Quando Decalisto fece il suo ingresso nel cortile, il cappuccio stretto in modo inquietante sul viso, i pettorali gonfi e lucidi di sudore, l'ascia ben salda nella mano destra, la voglia di fare battute passo a tutti, soprattutto a Zuccasicci che smise all'istante di ridere.

Vedendo lì, vicino al ceppo con il condannato, la mente di Limes fu attraversata da un lampo di lucidità: pareva nato per fare quel mestiere. Fu anche abbastanza in sé da pensare che forse non era lo smidollato che si stava illudendo fosse.

Ma era tardi per tornare indietro: «Forza, tagliagli la testa» ordinò.

Il salleziano tentennò, e Limes per un attimo riprese vigore.

«Tagliagliela, ti ho detto.»

«Qui? Ora?»

«Sì, qui. È l'ultima prova, dove pensavi di farla?»

Di nuovo Decalisto ebbe un'incertezza, sembrava stesse valutando la situazione, ma era difficile intuire i suoi pensieri sotto il cappuccio. Ma alla fine sentenziò: «Ho capito» e con un gesto rapidissimo calò l'ascia.

Limes sperava non succedesse ma al contempo sapeva benissimo che sarebbe accaduto: ma per quanto fosse pronto, il suo braccio ebbe giusto il tempo di allontanarsi una spanna dal corpo. Anche fosse stato più veloce non avrebbe mai fermato la furia di quel colpo. Sarebbe stato complicato spiegare al Governatore perché avevano giustiziato il condannato durante un festino in gendarmeria.

Ma poi un odore fastidioso quanto inconfondibile venne a distoglierlo dai suoi timori: qualcuno se l'era fatta sotto.

Le braghe di Zuccasicci grondavano liquame marrone, mentre la testa era ancora al suo posto: l'ascia era piantata davanti al suo cranio, distante un dito o poco più.

«Era questo che intendeva, vero? Una prova.»

«Sì, bravo, esattamente questo» balbettò il Capitano. «Ora torna di là.»

Il gigante uscì tranquillo, come se invece di un'ascia avesse appena finito di maneggiare uno scaccia mosche.

Quando Decalisto fu fuori Limes s'abbandonò a un'imprecazione. «Beh, almeno è fatta.
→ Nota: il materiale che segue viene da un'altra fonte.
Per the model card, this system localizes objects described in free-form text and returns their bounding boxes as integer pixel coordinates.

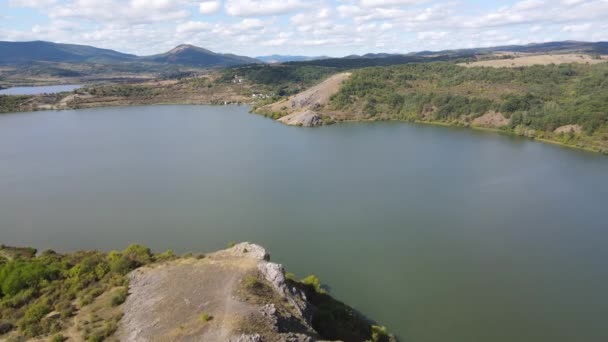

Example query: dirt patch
[554,125,583,134]
[459,54,608,68]
[278,110,323,127]
[473,111,509,128]
[116,243,315,342]
[269,72,351,113]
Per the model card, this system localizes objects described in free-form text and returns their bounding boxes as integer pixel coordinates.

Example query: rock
[279,110,323,127]
[226,242,270,261]
[228,334,262,342]
[258,262,312,323]
[554,125,583,134]
[0,321,15,335]
[44,311,61,319]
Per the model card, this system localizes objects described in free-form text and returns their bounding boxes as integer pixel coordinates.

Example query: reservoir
[0,84,82,95]
[0,106,608,342]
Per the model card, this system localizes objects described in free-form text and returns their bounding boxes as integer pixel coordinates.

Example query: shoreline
[320,113,608,156]
[0,95,608,156]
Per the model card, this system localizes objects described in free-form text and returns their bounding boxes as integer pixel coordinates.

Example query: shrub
[50,334,67,342]
[122,244,152,268]
[300,274,325,293]
[199,312,213,323]
[110,287,129,306]
[154,249,177,261]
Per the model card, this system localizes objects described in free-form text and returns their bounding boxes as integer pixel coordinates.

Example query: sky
[0,0,608,57]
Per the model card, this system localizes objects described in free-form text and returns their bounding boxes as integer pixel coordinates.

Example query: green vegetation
[218,65,337,97]
[300,274,325,294]
[331,63,608,152]
[0,95,31,113]
[199,312,213,323]
[110,286,129,306]
[287,275,397,342]
[0,245,159,340]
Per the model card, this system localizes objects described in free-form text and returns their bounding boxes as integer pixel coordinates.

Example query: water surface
[0,106,608,342]
[0,84,82,95]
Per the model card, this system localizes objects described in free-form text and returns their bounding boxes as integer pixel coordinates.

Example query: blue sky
[0,0,608,56]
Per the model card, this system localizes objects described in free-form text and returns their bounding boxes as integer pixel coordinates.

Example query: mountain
[409,41,608,56]
[256,55,329,64]
[142,44,260,67]
[0,41,137,64]
[0,41,260,67]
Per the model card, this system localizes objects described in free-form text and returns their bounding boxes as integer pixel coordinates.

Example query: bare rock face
[116,242,318,342]
[228,334,262,342]
[279,110,323,127]
[212,242,270,260]
[258,262,312,323]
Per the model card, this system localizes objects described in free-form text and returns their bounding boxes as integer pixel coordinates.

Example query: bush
[110,287,129,306]
[300,274,325,293]
[50,334,67,342]
[199,312,213,323]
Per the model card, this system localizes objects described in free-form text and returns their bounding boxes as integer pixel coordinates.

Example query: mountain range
[0,41,261,67]
[0,41,608,68]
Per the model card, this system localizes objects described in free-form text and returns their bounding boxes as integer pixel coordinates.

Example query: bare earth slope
[117,243,317,341]
[459,54,608,68]
[260,73,351,127]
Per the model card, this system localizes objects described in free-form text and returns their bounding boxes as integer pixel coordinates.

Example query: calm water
[0,106,608,342]
[0,84,82,95]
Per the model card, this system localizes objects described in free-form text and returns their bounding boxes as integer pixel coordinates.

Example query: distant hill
[409,41,608,56]
[0,41,137,64]
[256,55,329,64]
[141,44,260,67]
[292,41,608,69]
[0,41,260,67]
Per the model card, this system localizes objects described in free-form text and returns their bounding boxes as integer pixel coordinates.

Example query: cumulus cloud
[562,23,591,33]
[0,0,608,55]
[225,0,309,17]
[175,21,213,33]
[198,1,221,14]
[360,0,428,7]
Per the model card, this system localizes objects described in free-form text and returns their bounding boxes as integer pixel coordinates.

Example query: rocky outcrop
[279,110,323,127]
[117,242,319,342]
[258,73,351,127]
[554,125,583,134]
[473,110,509,128]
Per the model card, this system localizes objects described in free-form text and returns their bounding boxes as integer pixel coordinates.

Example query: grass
[110,287,129,306]
[199,312,213,323]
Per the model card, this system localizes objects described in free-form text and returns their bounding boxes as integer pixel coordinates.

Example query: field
[459,54,608,68]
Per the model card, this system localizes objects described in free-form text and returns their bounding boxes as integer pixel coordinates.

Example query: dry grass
[460,54,608,68]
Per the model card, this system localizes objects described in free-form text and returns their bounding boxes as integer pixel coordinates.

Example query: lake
[0,84,82,95]
[0,106,608,342]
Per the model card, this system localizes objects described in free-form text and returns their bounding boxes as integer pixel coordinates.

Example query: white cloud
[225,0,309,17]
[360,0,427,7]
[237,18,264,30]
[0,0,608,55]
[416,31,448,40]
[198,1,221,14]
[562,23,591,33]
[9,0,57,8]
[175,21,213,33]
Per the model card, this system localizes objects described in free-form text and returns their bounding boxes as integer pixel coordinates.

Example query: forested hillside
[330,63,608,151]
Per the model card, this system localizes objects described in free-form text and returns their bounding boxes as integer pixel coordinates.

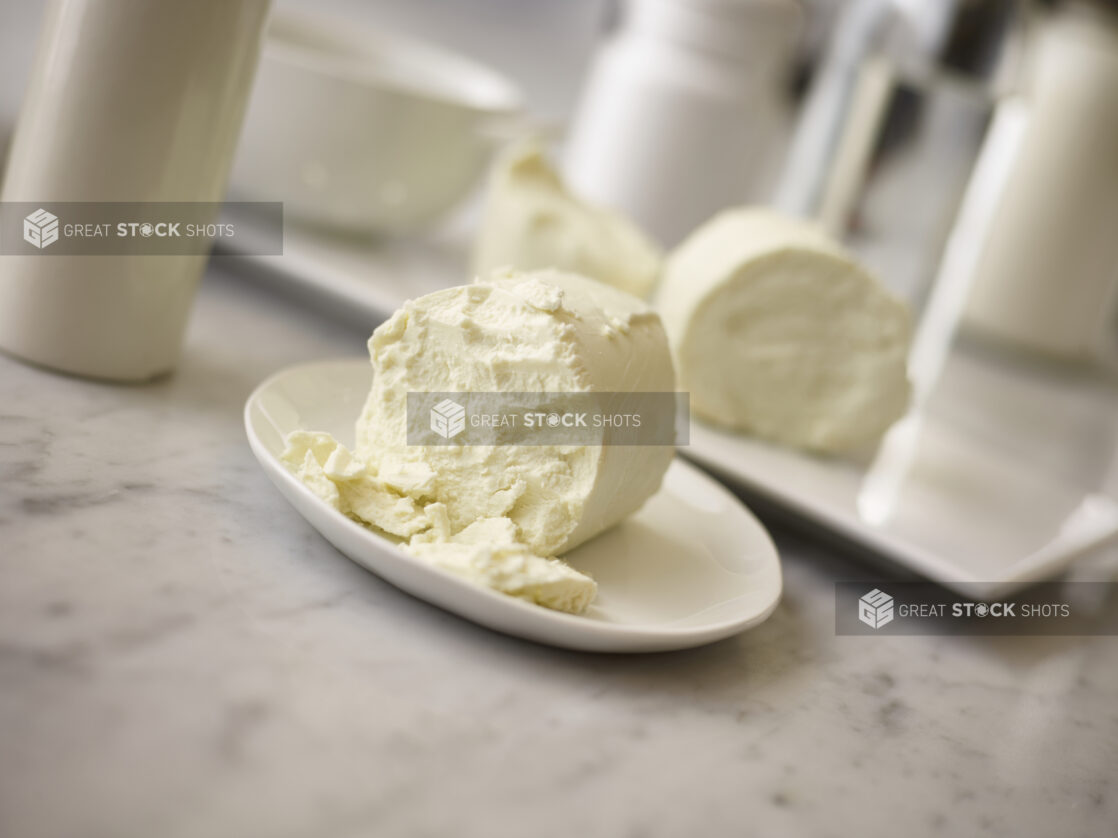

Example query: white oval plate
[245,360,781,651]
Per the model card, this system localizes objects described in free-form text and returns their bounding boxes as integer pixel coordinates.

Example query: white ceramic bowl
[231,15,522,232]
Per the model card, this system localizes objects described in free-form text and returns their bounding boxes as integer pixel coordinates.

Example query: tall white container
[966,6,1118,362]
[565,0,800,246]
[0,0,268,380]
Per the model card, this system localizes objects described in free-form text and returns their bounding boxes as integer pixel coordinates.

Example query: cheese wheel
[474,144,662,297]
[357,272,674,556]
[657,209,911,451]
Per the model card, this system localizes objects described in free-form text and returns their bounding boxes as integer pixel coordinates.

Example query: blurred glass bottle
[565,0,800,245]
[0,0,269,380]
[775,0,1023,308]
[965,0,1118,363]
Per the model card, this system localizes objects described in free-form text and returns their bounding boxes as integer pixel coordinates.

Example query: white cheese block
[657,209,911,460]
[474,144,662,297]
[284,272,674,612]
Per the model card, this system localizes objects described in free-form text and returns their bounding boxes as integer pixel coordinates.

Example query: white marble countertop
[0,268,1118,838]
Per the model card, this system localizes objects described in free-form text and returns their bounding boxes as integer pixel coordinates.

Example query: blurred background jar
[565,0,800,246]
[965,0,1118,362]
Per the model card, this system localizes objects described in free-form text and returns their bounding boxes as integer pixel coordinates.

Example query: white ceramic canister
[563,0,800,246]
[965,6,1118,361]
[0,0,269,381]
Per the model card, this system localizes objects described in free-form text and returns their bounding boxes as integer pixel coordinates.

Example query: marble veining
[0,267,1118,838]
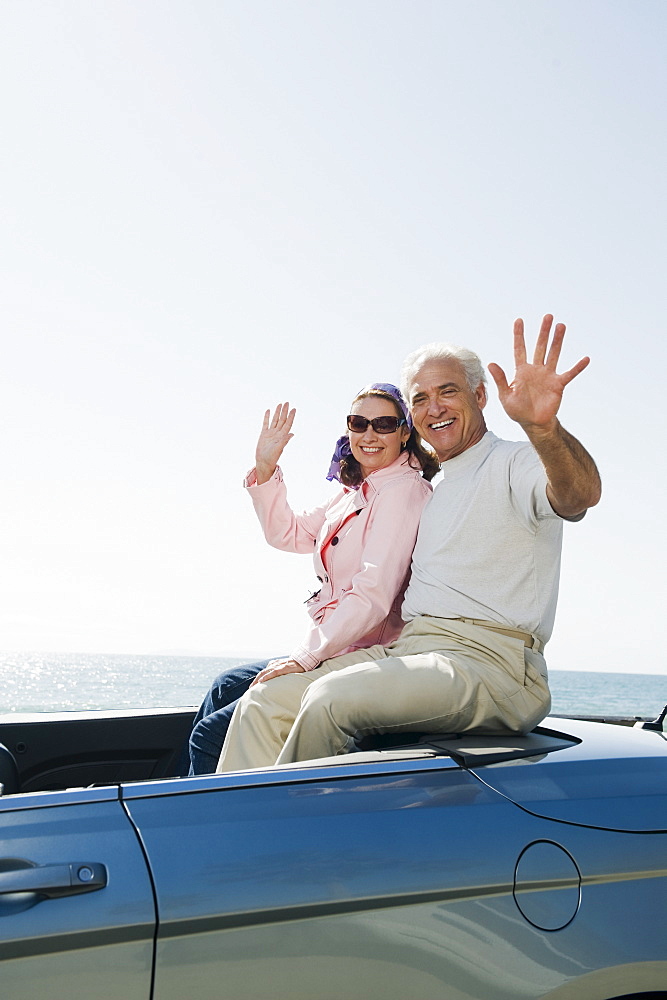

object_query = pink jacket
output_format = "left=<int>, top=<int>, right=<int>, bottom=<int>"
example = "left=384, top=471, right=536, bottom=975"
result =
left=245, top=455, right=432, bottom=670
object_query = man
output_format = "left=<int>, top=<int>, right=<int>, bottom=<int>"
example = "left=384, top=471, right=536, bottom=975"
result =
left=218, top=316, right=600, bottom=771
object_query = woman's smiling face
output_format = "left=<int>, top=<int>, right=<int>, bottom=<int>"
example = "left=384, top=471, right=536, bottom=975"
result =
left=347, top=396, right=410, bottom=479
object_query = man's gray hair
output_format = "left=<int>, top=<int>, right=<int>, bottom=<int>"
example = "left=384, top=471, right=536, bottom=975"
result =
left=401, top=343, right=486, bottom=406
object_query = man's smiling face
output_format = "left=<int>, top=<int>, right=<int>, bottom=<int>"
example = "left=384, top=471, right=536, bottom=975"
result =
left=409, top=359, right=486, bottom=462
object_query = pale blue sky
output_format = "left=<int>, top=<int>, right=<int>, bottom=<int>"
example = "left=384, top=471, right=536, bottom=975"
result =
left=0, top=0, right=667, bottom=672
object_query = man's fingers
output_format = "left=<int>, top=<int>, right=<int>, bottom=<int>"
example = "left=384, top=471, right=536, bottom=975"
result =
left=488, top=362, right=509, bottom=392
left=533, top=313, right=565, bottom=365
left=561, top=358, right=591, bottom=385
left=546, top=323, right=565, bottom=371
left=514, top=319, right=526, bottom=368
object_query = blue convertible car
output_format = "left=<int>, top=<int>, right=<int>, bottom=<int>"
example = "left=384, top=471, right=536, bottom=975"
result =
left=0, top=711, right=667, bottom=1000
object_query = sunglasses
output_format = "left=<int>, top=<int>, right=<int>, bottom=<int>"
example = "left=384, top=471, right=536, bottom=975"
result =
left=347, top=413, right=405, bottom=434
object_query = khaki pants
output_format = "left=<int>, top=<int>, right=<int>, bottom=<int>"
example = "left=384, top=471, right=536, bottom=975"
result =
left=218, top=615, right=551, bottom=771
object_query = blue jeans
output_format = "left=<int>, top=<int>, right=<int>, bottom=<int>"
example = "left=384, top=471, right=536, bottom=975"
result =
left=189, top=657, right=277, bottom=774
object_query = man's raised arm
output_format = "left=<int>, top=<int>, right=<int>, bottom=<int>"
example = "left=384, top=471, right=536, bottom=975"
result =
left=489, top=315, right=602, bottom=517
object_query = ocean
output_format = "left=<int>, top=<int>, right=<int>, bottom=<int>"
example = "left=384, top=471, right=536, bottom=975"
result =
left=0, top=653, right=667, bottom=718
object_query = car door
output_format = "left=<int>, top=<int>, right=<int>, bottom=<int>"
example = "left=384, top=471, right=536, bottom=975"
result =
left=0, top=787, right=155, bottom=1000
left=124, top=754, right=580, bottom=1000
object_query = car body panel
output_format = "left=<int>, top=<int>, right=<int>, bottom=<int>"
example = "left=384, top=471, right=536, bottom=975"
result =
left=0, top=710, right=667, bottom=1000
left=124, top=760, right=667, bottom=1000
left=472, top=719, right=667, bottom=832
left=0, top=788, right=155, bottom=1000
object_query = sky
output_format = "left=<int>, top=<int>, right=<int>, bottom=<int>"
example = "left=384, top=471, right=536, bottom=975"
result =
left=0, top=0, right=667, bottom=673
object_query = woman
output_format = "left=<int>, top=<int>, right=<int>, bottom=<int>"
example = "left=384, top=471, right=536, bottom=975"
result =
left=190, top=382, right=439, bottom=774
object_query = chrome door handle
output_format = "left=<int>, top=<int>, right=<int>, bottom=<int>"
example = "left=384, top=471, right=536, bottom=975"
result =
left=0, top=858, right=107, bottom=899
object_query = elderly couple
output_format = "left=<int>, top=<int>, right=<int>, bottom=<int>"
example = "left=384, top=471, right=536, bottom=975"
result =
left=190, top=316, right=600, bottom=774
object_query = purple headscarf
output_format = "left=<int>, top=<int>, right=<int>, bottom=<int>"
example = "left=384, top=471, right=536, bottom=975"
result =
left=327, top=382, right=412, bottom=482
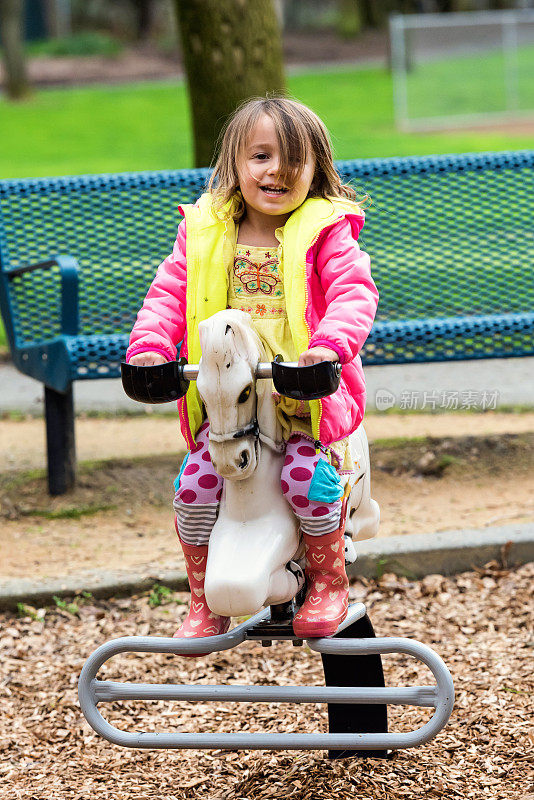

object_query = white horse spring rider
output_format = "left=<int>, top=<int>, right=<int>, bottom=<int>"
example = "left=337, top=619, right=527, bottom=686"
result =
left=197, top=310, right=380, bottom=617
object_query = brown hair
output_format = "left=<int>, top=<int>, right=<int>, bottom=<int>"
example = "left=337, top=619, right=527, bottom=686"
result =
left=207, top=97, right=368, bottom=222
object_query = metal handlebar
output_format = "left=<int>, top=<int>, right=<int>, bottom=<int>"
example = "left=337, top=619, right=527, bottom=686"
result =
left=121, top=356, right=341, bottom=403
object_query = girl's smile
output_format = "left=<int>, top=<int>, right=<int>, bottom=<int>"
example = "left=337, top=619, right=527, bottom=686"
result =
left=236, top=114, right=315, bottom=230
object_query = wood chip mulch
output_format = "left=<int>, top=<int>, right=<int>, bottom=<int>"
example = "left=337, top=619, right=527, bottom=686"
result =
left=0, top=563, right=534, bottom=800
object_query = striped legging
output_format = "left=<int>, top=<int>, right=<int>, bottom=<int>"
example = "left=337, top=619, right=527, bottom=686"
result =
left=174, top=421, right=342, bottom=546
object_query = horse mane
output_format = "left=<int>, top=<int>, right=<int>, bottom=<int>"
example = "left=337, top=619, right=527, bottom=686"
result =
left=199, top=308, right=265, bottom=363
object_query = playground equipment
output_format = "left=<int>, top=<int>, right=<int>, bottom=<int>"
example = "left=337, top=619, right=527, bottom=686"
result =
left=79, top=311, right=454, bottom=758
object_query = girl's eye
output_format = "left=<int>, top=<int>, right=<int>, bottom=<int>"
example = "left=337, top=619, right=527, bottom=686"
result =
left=237, top=386, right=252, bottom=403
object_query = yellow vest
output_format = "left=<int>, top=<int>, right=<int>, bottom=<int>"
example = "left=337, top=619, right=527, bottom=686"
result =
left=182, top=193, right=361, bottom=439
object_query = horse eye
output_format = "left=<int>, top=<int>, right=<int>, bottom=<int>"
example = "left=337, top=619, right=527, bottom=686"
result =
left=237, top=386, right=252, bottom=403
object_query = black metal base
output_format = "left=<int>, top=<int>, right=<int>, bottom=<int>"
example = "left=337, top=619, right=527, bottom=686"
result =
left=321, top=614, right=390, bottom=759
left=45, top=383, right=76, bottom=495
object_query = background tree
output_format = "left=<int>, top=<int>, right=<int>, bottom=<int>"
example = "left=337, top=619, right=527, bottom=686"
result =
left=0, top=0, right=30, bottom=100
left=175, top=0, right=286, bottom=167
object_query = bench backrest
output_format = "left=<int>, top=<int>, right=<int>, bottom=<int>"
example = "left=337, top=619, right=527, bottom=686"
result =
left=0, top=151, right=534, bottom=345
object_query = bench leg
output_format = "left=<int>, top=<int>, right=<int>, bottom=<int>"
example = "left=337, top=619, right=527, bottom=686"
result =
left=45, top=383, right=76, bottom=495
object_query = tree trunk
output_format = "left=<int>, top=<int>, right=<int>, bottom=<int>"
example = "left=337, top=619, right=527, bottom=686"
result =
left=336, top=0, right=362, bottom=39
left=174, top=0, right=286, bottom=167
left=0, top=0, right=29, bottom=100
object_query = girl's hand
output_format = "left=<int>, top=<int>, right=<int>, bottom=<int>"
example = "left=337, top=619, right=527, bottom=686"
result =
left=128, top=352, right=167, bottom=367
left=299, top=347, right=339, bottom=367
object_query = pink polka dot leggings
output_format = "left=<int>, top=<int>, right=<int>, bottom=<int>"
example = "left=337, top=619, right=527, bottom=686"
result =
left=174, top=421, right=341, bottom=546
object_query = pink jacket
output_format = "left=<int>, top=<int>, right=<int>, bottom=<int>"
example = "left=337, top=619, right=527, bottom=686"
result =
left=126, top=197, right=378, bottom=446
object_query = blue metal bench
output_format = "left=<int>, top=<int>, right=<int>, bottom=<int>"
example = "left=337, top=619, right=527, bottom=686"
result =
left=0, top=151, right=534, bottom=494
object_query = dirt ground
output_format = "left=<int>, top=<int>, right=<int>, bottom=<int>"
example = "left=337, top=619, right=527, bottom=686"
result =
left=0, top=412, right=534, bottom=577
left=0, top=564, right=534, bottom=800
left=0, top=31, right=388, bottom=86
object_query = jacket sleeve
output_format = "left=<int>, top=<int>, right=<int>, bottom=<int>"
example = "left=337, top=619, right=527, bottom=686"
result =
left=126, top=219, right=187, bottom=361
left=309, top=217, right=378, bottom=364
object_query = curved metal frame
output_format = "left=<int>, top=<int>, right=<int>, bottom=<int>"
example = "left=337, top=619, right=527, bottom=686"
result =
left=78, top=603, right=454, bottom=751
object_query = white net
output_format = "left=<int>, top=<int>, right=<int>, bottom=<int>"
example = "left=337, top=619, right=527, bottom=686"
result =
left=390, top=10, right=534, bottom=130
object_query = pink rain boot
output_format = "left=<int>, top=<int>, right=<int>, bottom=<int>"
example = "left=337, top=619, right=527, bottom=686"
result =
left=293, top=512, right=349, bottom=639
left=174, top=539, right=230, bottom=656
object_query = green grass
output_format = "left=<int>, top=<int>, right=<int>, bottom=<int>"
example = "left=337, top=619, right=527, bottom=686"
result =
left=0, top=64, right=532, bottom=178
left=0, top=62, right=532, bottom=349
left=407, top=47, right=534, bottom=119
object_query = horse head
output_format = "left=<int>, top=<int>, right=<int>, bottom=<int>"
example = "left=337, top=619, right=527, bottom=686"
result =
left=197, top=309, right=279, bottom=480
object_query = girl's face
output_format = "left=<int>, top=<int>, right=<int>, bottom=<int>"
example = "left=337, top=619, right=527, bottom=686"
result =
left=236, top=114, right=315, bottom=227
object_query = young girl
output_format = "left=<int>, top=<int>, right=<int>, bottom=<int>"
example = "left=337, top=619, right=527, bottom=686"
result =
left=127, top=97, right=378, bottom=638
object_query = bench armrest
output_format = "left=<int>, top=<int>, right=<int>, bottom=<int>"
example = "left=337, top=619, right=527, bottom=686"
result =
left=6, top=256, right=80, bottom=336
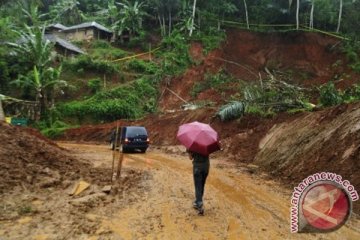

Portate via questo disgraziato, ma prima tirategli addosso un secchio d'acqua, che c'è già abbastanza puzza nelle celle.»

Tutti tentennarono e il Sergente gli rivolse un altro di quegli sguardi di rimprovero. «Ci sarebbe ancora... Ulmo» disse consultando il taccuino.

«Chi?»

«Nostro cugino, Capità» aggiunse Polporo.

«Vabbè, dai, vallo a prendere.»

L'appuntato aprì la porta giusto in tempo per sentire nuovamente l'insolito tonfo di un'ascia che cade.

«Ma lasciamo stare, Capità» aggiunse richiudendo la porta «Che noi ci vogliamo bene che è nostro parente, ma io e Martinuzzo c'abbiamo pensato, e il nostro voto lo avremmo dato comunque al gigante, il salleziano.»

Limes non parve sorpreso, ma del resto anche lui aveva già preso la sua decisione. «Bene, quindi: due mezzi punti degli appuntati al salleziano, e fa un voto. Dunque io sono l'ago della bilancia, e il mio punto e mezzo va a Cordo, che quindi è il nostro nuovo boia.»

Ci fu un silenzio, non lungo ma piuttosto eloquente.

Poi il Sergente parlò: «A dire il vero, Capitano, ci sarebbe anche il mio voto.»